Pengamat Ingatkan pada Masa Pilkada 2024 Dilarang untuk Lantik Pejabat Baru

Pengamat Politik Universitas Kristen Satya Wacana (UKSW) Johanes Romeo menyoroti soal Caroll Senduk yang telah mendaftar secara resmi pada Pilkada 2024.

oleh Tim News diperbarui 03 Sep 2024, 21:59 WIB
Diterbitkan 03 Sep 2024, 20:02 WIB
KPU Tetapkan DPT Pilkada Indramayu 1,3 Juta Pemilih
Ilustrasi pilkada serentak (Liputan6.com / Yoshiro)

Liputan6.com, Jakarta - Pengamat Politik Universitas Kristen Satya Wacana (UKSW) Johanes Romeo menyoroti soal Caroll Senduk yang telah mendaftar secara resmi sebagai calon Wali Kota Tomohon, Sulawesi Utara, meski diduga melanggar Undang-Undang Pemilihan Kepala Daerah (UU Pilkada).

Caroll diketahui saat ini menjabat sebagai Wali Kota Tomohon dan telah mendaftar sebagai bakal calon Wali Kota Tomohon di Komisi Pemilihan Umum (KPU) pada Kamis 29 Agustus 2024.

"Pendaftaran ini berlangsung meskipun, ia (Caroll) menghadapi dugaan pelanggaran Undang-Undang Pilkada yang dapat mempengaruhi pencalonannya," ujar Johanes, melalui keterangan tertulis, Selada (3/9/2024).

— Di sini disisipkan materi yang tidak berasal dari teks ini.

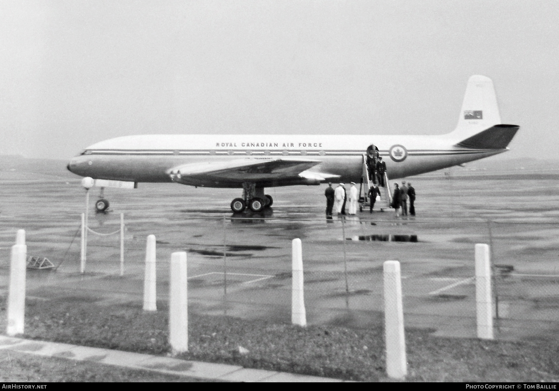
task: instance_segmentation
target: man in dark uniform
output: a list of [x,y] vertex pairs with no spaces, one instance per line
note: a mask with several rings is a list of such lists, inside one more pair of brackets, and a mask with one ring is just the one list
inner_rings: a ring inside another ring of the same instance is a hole
[[415,189],[411,187],[411,184],[408,183],[408,197],[410,198],[410,214],[415,216],[415,207],[414,203],[415,202]]
[[334,207],[334,192],[332,183],[329,182],[328,187],[324,192],[324,196],[326,196],[326,217],[330,218],[332,217],[332,208]]
[[386,163],[382,161],[382,156],[378,158],[377,162],[377,177],[378,179],[378,185],[384,187],[384,173],[386,172]]
[[375,173],[376,169],[377,159],[375,156],[375,150],[370,149],[367,152],[367,169],[369,171],[369,180],[372,180],[373,183],[377,183],[377,177]]
[[373,183],[369,189],[369,193],[367,197],[369,197],[369,213],[373,213],[373,207],[375,206],[375,202],[377,201],[377,196],[381,197],[381,190]]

"Caroll diduga telah melanggar Pasal 71 ayat (2) UU Nomor 10 Tahun 2016 tentang Pilkada. Yang melarang kepala daerah, termasuk wali kota, melakukan rolling jabatan dalam waktu enam bulan sebelum penetapan pasangan calon, kecuali dengan izin tertulis dari Menteri Dalam Negeri (Mendagri)," sambung dia.

Johanes mengatakan, dugaan pelanggaran tersebut muncul setelah Caroll melakukan pergantian pejabat pada 22 Maret 2024 tanpa mengantongi izin dari Menteri Dalam Negeri (Mendagri).

"Aturan ini ditegaskan lebih lanjut oleh Mendagri Tito Karnavian melalui surat nomor 100.2.1.3/1575/SJ tertanggal 29 Maret 2024, yang menguatkan larangan tersebut dan memperjelas kewenangan kepala daerah terkait kepegawaian menjelang Pilkada 2024," ucap dia.

Meskipun demikian, lanjut Johanes, Caroll Senduk menunjukkan sikap optimis dan percaya diri saat mendaftarkan diri di KPU, menandakan komitmennya untuk tetap berpartisipasi dalam kontestasi politik ini.

 

Ada Tiga Daerah

Ilustrasi Pilkada Serentak 2020 (Liputan6.com / Abdillah)
Ilustrasi Pilkada Serentak 2020 (Liputan6.com / Abdillah)

Johanes mengungkapkan, berdasarkan informasi yang dihimpun, di Sulawesi Utara terinformasi ada tiga daerah yang diduga melakukan penggantian pejabat dan besar kemungkinan berakibat fatal.

"Sekalipun Menteri Dalam Negeri Jenderal (Purn) Tito Karnavian telah menganulir atau membatalkan pelantikan pejabat di waktu terlarang itu, tapi tetap penyelenggara Pilkada tidak boleh mengakomodir pencalonan incumbent," kata dia.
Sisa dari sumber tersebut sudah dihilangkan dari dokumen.